There have been countless articles about what makes a good leader, and experts from Henry Ford to Richard Branson and everyone in between have weighed in on the topic. So when I was recently asked by a colleague to guest write on his blog this subject, my initial thought was “what in the world could I say that hasn’t already been said?”
To get my mind in a creative place, I surrounded myself in silence and allowed my thoughts to wander: I thought about effective historical leaders and their personality traits, reminisced about impressive bosses I’ve had the pleasure to work with, and mused about sports heroes who led their teams to victory despite overwhelming odds. While it was a great exercise, it didn’t result in any conclusion other than that there are a myriad of traits that effective leaders possess.
With that in mind, I decided to shy away from listing the attributes that that famous leaders have displayed throughout time. Instead, I thought it better list a few key qualities that I not only admire in leaders, but aspire to myself:
Listen – This is a fairly obvious quality for a leader, but a difficult one to master. Too many times we appear to be listening while we are really formulating our response. Take steps to ensure you are listening with the intent to understand rather than with the intent to reply.
Get Uncomfortable – Ask your associates for honest feedback – and mean it. When you put yourself in a position to be exposed, you become a real person to your subordinates. This vulnerability gives you the opportunity to connect on a human-to-human level from a position of confidence. Weak people don’t ask for or want candid feedback.
Care – Take time every day to see your team members as real people. Ask sincere questions about their family, their passions, and their personal goals – and look them in the eye when they answer. Your associates have lives outside of the work they do on behalf of your passion – express a personal interest in the people they are beyond that work.

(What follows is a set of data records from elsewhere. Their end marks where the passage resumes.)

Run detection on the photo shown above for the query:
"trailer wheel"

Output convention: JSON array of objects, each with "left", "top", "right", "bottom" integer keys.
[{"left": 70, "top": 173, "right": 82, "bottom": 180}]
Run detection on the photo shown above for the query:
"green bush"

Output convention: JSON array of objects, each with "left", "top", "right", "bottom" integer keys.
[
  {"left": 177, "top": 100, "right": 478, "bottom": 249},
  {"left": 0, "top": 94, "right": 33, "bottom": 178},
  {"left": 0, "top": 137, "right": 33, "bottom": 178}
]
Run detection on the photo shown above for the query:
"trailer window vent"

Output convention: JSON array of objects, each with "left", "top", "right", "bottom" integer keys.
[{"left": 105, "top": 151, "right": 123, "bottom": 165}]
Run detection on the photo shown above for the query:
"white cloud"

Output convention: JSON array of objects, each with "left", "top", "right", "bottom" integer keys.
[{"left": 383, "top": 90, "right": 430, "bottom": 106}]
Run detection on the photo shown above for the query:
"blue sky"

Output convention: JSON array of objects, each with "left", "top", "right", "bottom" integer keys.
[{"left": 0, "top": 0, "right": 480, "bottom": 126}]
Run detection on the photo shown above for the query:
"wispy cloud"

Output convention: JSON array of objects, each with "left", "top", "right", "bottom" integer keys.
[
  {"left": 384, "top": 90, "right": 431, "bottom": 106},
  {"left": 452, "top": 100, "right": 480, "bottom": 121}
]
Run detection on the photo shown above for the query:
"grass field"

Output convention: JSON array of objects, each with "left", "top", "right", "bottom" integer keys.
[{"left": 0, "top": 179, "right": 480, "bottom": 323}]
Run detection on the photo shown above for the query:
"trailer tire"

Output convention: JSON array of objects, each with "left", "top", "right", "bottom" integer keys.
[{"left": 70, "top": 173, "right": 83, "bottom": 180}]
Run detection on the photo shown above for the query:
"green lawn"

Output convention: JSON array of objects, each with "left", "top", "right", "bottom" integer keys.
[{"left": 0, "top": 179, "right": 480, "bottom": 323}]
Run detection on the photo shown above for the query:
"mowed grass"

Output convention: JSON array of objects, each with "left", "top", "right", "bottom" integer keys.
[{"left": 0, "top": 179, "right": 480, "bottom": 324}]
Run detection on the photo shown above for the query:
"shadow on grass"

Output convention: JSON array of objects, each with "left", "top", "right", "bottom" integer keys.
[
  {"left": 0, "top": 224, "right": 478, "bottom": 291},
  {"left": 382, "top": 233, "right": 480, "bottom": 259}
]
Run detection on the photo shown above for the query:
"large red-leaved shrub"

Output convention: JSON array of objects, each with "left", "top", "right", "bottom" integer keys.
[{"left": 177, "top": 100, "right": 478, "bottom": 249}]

Embrace the Oops – Grant your team the security to make mistakes and learn from them. By allowing your team members to make the occasional blunder and, more importantly, learn from them, you both empower and develop them.
Be Slow to Solve for People – When team members invariably ask you how to handle an issue, situation, or business matter, resist the urge to tell them how you would do it. Instead, ask them how THEY would handle it. It not only provides you with some great insight to how your team members problem solve, it creates a true culture of collaboration where people feel valued.
Protect the Culture – There are many job functions that can be taught: processes, procedures, systems, forms, etc. However, no matter effect the teacher, attitude cannot be learned. Show your team that you will preserve your culture by bringing in the right people, not just the right skills.
Obviously there are endless attributes exhibited by effective leaders so this list is not exactly exhaustive. The five points do, however, are great reminders as business owners and leaders continue to press their organizations forward.
One final thought – don’t confuse management with leadership. Management is focused on tasks. Leadership is focused on people. And people should always trump tasks.